I ricordi di Olmi prendono forma nei brevi testi che compongono L’apocalisse è un lieto fine, allineati in ordine cronologico senza rinunciare al contrappunto con la contemporaneità. L’alternanza tra passato e presente riconduce il lettore a una dimensione confidenziale. L’autore è stato protagonista e testimone del Novecento, quel secolo breve costellato di rivolgimenti storici e sociali che dobbiamo ancora, in parte, comprendere. Vanno approfonditi per decidere quale direzione intraprendere oggi, mentre s’impongono scelte epocali per la sopravvivenza dell’umanità e del pianeta. È una scrittura senza troppi ornamenti o fronzoli, quella del maestro. Brevi racconti narrano vicende attuali o d'altri tempi. I pensieri si manifestano nitidi, senza frenesie. Seguono il ritmo della vita, come le sequenze dei film del regista. Il passato appare semplice nella sua complessità. Le vicende esprimono la propria natura di fenomeni antropologici. Senza risparmiarsi l’onere del giudizio, le parole stemperano ogni criticità, indicando una direzione per nuove riflessioni. Pur partecipando emotivamente agli eventi, Olmi riesce a restituire al lettore la ciclicità dei meccanismi di potere, ma anche la saggezza di tante persone semplici incontrate nel corso del proprio cammino. Un percorso che lo ha reso testimone del boom economico, della nascita della società dei consumi e di una sorta di slittamento di valori, trasformatosi in un declino delle buone maniere, sostituite dalle apparenze e dagli status symbol. Dinanzi a questi fenomeni, riflettendo soprattutto sull’importanza del linguaggio come primo elemento di una relazione che consenta di comunicare, la sentenza dell’autore è chiara e definitiva: “Lo stile non è un orpello, ma il fondamento di ogni società civile.

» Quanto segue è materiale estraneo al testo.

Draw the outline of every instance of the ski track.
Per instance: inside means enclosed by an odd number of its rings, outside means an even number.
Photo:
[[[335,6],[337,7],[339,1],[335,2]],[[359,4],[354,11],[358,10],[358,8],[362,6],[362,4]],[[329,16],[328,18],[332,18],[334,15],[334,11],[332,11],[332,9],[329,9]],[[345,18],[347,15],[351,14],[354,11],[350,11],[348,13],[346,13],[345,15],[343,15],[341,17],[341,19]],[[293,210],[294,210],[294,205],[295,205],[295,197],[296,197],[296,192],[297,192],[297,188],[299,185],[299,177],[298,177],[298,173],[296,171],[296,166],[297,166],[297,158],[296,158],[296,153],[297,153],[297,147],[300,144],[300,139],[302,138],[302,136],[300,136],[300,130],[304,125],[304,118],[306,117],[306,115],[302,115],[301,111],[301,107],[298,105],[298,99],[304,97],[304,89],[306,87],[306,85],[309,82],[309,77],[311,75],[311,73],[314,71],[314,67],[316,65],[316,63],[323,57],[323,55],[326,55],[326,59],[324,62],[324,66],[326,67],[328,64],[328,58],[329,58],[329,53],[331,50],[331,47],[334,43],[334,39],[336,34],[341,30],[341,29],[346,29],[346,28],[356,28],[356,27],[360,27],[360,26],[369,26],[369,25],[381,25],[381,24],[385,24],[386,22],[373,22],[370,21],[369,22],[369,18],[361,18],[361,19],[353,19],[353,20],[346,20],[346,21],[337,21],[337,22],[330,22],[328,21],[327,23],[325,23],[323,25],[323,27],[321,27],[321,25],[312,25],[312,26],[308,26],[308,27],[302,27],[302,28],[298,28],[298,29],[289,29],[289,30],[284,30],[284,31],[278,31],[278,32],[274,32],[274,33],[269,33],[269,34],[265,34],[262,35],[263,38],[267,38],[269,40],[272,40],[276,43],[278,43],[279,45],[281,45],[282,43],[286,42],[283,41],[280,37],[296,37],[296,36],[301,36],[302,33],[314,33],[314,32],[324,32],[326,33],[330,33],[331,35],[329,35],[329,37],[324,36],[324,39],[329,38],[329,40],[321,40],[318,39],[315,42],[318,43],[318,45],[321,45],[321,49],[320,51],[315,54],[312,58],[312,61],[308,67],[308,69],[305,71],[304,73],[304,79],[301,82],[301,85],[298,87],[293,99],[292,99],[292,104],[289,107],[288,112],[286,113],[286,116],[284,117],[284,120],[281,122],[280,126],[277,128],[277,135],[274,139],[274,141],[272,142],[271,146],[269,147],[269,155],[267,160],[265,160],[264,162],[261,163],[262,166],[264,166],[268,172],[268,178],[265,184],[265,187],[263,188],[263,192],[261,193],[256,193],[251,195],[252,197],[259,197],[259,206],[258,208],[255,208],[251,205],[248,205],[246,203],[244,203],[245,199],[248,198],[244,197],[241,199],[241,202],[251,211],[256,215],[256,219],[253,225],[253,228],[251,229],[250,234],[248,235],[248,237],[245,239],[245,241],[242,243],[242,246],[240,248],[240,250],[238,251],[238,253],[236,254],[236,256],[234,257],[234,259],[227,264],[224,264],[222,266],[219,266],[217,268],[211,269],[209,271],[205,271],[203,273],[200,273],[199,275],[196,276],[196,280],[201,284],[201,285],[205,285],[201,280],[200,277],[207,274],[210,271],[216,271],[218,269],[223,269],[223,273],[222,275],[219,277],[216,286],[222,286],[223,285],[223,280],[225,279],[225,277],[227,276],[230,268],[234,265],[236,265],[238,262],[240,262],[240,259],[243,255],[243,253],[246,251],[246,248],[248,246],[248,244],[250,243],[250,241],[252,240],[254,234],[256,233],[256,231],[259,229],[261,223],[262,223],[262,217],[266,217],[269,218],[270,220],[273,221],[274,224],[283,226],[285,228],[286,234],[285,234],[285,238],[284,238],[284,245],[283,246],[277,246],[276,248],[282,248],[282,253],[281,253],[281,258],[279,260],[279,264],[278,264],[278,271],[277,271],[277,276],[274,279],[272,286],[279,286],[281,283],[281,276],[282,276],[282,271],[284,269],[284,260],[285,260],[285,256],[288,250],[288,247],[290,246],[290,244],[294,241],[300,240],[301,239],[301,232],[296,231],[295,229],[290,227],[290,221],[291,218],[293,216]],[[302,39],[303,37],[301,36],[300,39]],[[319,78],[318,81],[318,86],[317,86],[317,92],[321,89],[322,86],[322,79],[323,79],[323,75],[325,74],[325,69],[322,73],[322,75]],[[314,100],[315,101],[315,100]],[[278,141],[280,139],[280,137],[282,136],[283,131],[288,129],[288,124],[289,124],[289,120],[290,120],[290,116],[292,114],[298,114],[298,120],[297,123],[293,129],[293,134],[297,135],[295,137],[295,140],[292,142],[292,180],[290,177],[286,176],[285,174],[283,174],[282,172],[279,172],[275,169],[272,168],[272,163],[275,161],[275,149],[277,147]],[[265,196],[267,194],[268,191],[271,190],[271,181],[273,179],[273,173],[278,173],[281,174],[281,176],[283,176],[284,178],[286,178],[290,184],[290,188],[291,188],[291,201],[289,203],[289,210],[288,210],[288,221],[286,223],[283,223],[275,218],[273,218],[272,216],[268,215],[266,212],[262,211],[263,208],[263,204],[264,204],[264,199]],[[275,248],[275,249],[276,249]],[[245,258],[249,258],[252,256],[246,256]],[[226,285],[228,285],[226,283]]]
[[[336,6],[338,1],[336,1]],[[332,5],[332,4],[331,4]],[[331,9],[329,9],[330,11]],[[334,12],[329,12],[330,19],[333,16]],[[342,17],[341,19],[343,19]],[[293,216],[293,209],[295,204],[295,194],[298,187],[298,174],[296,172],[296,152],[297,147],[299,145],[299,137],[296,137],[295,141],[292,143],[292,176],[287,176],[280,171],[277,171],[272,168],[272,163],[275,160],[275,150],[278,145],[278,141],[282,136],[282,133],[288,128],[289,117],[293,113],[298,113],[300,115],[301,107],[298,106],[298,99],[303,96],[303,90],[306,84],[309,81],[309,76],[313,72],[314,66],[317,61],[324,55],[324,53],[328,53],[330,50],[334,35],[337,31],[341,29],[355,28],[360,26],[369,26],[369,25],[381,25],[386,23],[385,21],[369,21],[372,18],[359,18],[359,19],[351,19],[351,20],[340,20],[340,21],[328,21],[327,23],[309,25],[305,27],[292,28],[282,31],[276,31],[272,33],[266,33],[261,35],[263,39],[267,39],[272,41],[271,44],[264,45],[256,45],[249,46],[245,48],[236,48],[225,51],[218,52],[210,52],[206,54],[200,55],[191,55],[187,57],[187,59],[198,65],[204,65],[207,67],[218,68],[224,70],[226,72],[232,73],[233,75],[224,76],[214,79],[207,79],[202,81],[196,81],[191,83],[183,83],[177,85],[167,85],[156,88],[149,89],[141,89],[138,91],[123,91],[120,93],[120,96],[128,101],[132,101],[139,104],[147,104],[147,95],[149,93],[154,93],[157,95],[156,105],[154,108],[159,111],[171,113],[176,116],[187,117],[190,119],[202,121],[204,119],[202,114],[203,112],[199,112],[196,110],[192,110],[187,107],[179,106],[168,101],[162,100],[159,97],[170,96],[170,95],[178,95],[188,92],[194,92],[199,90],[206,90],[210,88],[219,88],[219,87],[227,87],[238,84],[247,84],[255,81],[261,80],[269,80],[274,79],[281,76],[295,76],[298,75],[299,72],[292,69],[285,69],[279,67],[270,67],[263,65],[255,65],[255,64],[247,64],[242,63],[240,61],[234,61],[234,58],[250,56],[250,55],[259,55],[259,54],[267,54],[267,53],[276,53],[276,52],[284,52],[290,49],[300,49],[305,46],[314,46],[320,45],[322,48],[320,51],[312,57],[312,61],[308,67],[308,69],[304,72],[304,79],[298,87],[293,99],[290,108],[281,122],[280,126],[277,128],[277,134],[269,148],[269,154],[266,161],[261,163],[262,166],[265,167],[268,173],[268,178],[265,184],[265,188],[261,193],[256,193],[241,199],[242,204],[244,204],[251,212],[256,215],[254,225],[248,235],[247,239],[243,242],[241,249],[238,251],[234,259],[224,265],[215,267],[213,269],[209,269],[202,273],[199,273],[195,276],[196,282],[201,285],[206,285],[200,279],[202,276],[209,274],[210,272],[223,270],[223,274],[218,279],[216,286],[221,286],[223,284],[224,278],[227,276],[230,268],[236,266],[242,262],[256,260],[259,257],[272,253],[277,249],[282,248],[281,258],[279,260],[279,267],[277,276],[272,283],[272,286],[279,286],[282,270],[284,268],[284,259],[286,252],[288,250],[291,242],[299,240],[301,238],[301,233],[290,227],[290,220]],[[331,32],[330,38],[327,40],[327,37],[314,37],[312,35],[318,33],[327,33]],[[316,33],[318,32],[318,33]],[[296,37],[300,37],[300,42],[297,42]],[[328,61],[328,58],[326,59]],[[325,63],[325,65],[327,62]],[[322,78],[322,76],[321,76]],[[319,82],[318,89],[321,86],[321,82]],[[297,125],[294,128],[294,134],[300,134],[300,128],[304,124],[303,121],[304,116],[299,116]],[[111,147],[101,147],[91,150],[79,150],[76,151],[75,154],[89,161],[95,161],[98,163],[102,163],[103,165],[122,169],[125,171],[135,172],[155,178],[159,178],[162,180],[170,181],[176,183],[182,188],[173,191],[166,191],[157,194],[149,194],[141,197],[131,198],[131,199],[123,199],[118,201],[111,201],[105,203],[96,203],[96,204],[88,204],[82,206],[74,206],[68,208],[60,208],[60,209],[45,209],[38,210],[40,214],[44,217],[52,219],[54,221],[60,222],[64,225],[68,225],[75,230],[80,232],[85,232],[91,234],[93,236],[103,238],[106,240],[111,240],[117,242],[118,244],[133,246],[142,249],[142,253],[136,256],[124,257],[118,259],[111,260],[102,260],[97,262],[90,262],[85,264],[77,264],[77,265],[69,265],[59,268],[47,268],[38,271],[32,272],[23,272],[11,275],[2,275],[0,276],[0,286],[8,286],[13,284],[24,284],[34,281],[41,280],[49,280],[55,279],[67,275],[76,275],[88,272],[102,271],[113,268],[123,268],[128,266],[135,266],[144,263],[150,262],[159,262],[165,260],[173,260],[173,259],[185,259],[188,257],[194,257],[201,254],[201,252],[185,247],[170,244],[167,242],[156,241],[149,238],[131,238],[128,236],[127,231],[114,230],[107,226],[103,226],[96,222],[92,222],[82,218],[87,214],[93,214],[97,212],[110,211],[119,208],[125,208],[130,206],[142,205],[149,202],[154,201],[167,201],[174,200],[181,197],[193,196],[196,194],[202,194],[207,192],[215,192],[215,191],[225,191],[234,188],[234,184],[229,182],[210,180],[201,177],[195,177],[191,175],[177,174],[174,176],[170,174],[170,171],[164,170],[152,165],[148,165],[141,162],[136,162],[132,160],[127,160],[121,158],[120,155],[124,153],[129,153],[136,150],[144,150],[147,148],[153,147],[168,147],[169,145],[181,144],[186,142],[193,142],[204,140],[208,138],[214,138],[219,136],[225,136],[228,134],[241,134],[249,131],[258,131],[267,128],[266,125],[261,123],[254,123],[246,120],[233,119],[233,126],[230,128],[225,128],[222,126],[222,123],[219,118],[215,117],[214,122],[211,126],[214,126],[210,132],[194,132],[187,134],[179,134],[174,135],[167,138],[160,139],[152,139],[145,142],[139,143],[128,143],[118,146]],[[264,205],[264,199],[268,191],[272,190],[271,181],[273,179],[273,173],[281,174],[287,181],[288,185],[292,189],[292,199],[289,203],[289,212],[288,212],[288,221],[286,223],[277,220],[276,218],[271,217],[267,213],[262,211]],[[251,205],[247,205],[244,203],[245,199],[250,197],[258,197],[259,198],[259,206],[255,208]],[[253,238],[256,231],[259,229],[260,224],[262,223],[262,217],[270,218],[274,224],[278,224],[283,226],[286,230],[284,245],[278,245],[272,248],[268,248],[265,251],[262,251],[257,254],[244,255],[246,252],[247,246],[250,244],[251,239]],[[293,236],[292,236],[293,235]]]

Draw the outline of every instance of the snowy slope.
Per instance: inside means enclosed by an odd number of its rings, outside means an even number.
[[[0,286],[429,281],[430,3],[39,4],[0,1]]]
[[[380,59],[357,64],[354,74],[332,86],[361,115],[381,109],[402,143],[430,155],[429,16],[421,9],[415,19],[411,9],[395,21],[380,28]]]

Lo stile è anche un atto politico per mettere in pratica una vera democrazia”.
Passioni, affetti, amicizia, amore, guerra, pace, progresso, ambiente, crisi e futuro: questi i temi ricorrenti di un’autobiografia sincera che non indugia nel melodramma dei ricordi. Non divaga per costruire un tempio ad memoriam o un pantheon (sebbene Olmi ricordi, tra gli altri, Parise, Pasolini, Bianciardi, Mastronardi, Tonino Guerra, Fellini e Mastroianni e dichiari in apertura di trascurare chi lo ha ingannato o persino derubato). L’inciso “storie della mia vita e del nostro futuro” è una dichiarazione d’intenti preziosa, una promessa mantenuta: la sostenibilità dello sviluppo è cruciale per l’intellettuale, che guarda alle nuove generazioni con speranza e fiducia. E non esita a donare la propria esperienza. Non si esime dal criticare “la società del benessere” che se tanto ha fatto sognare gli italiani, tanto ha anche illuso vendendo speranze vane. Ci lasciamo quindi condurre, sereni e concentrati, in questo viaggio nel passato con digressioni sulla contemporaneità. Leggendo sembra di ascoltare il racconto di un saggio, che ci regala immagini di un mondo lontano, ma senza ricercare un distacco dall'attualità. È un monito gentile, una lucida verità narrata da un mite. Un uomo che ama gli umili e tenta di far loro il dono più prezioso: un estratto della propria cultura, un’idea di ciò che ha compreso dell’umanità.